Raw Coconut Cashew Cheesecake


This delicious Raw Coconut Cashew Cheesecake with vegan Raffaello pralines and mango sauce is the perfect no-bake dessert. It is gluten-free, refined sugar-free and very easy to make with only natural plant-based ingredients! The creamy cheesecake filling, the nutty crust, and the fruity mango topping are making this recipe so exotic and simply delicious! Try more cheesecake recipes here.



Almond & Coconut Crust

  • ¾ cup blanched almonds chopped
  •  cup shredded coconut
  • 1 ½ tbsp coconut oil melted
  • 8 soft dates
  • 1 tsp vanilla extract optional

Cheesecake Filling

  • 1 ⅓ cup cashews soaked (*see notes)
  • 1 14 oz can coconut milk *see notes
  • 1 cup shredded coconut
  • 2 tbsp maple syrup or other syrup

Mango Sauce

  • 1 ripe mango or approx. 4 cups frozen mango chunks

To Garnish (optional)

  • Vegan Raffaello
  • Fruits e.g. cape gooseberries and blueberries
  • Coconut chips or fresh coconut cut into thin slices


  • Lightly grease a 7-Inch (18 cm) springform pan and line it with parchment paper. (The previous greasing helps the parchment sticking to the pan).
  • Put all ingredients for the almond & coconut crust into a blender and process until a sticky mixture is formed.

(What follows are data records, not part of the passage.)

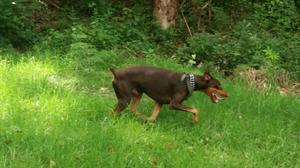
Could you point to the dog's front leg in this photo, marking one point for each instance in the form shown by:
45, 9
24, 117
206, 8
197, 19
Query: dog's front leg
155, 112
178, 106
134, 103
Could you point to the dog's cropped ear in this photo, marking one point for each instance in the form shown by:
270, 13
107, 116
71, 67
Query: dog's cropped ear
206, 74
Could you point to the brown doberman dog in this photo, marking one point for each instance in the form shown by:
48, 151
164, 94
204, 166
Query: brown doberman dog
164, 87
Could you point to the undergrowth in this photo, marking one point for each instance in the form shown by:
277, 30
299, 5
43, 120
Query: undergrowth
56, 112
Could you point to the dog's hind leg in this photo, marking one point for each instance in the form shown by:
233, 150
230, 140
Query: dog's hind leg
123, 94
155, 112
136, 98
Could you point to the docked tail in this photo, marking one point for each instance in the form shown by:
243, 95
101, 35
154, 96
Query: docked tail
114, 73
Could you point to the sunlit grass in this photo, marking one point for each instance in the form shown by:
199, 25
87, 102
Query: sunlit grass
54, 113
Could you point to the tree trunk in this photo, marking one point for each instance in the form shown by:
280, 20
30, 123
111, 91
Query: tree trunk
165, 12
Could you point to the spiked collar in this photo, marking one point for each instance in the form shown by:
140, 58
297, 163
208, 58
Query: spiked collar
189, 81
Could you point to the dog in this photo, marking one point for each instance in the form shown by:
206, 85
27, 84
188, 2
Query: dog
164, 87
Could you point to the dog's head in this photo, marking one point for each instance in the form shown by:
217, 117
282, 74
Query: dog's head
210, 86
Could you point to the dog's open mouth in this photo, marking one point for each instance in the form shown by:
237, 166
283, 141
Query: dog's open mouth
217, 95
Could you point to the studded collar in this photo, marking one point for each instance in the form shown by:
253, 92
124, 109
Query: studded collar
189, 81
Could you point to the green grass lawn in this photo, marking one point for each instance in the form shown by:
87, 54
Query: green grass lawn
56, 112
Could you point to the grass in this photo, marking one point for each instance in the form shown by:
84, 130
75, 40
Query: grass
55, 112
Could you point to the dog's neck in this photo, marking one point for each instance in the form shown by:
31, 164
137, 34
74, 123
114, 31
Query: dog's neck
200, 83
189, 81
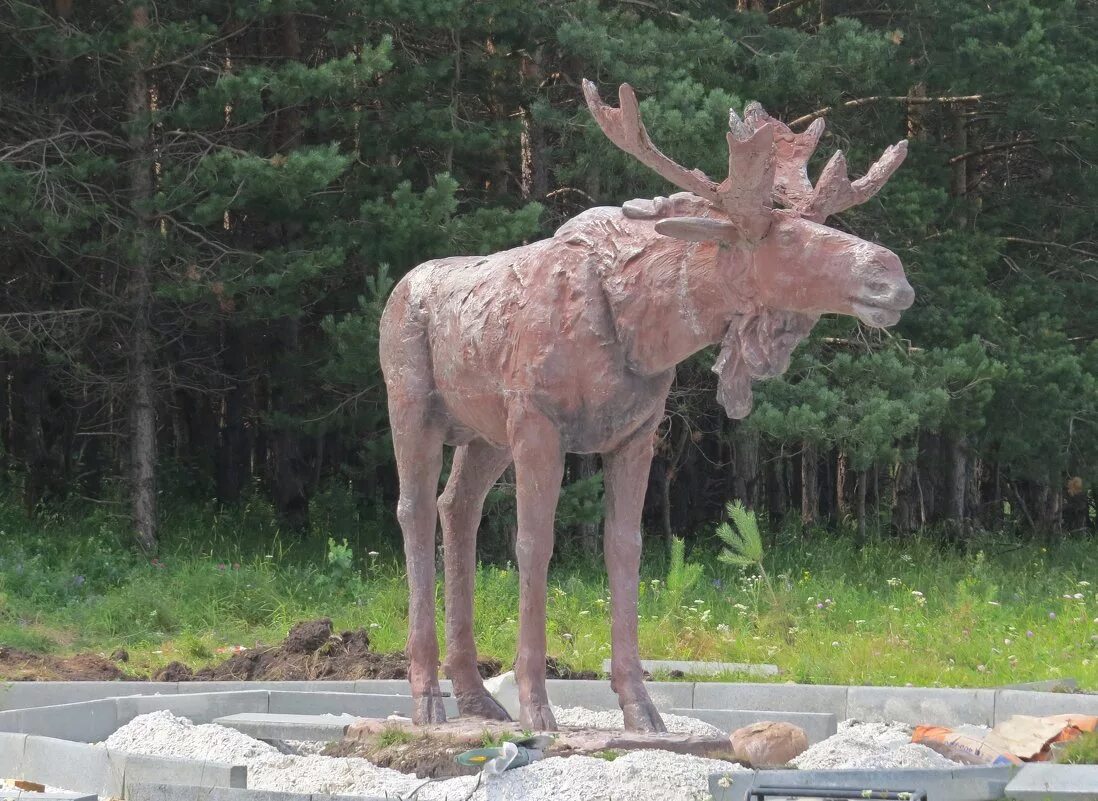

Press the mixture evenly onto the bottom of the prepared pan. Then place it in the freezer to set while you make the filling.
  • Drain the soaked cashew nuts*, then add them to the blender along with the remaining ingredients (coconut milk, shredded coconut, and maple syrup) and blend until smooth.
  • Remove the pan from the freezer and pour the cashew cream onto the crust. Then place the cake back to the freezer and allow it to solidify for at least 4 hours or overnight.
  • Remove the cheesecake approx. 15 minutes before serving it. Peel the mango, remove the core and puree the pulp in the blender.
  • Spread the mango puree onto the frozen cheesecake and decorate as you like with vegan Raffaelo, fruits, and coconut chips.
  • Enjoy!

Recipe Notes

  • Make sure to soak the cashews in water for at least 4 hours (or overnight). Once softened, they’ll be easier to blend until creamy.
  • Instead of using mango, you could also make this raspberry and strawberry sauce for the topping.
  • Please do not use low-fat coconut milk or the cheesecake will not be creamy!
  • The cheesecake can easily be stored in the freezer for up to 3 months.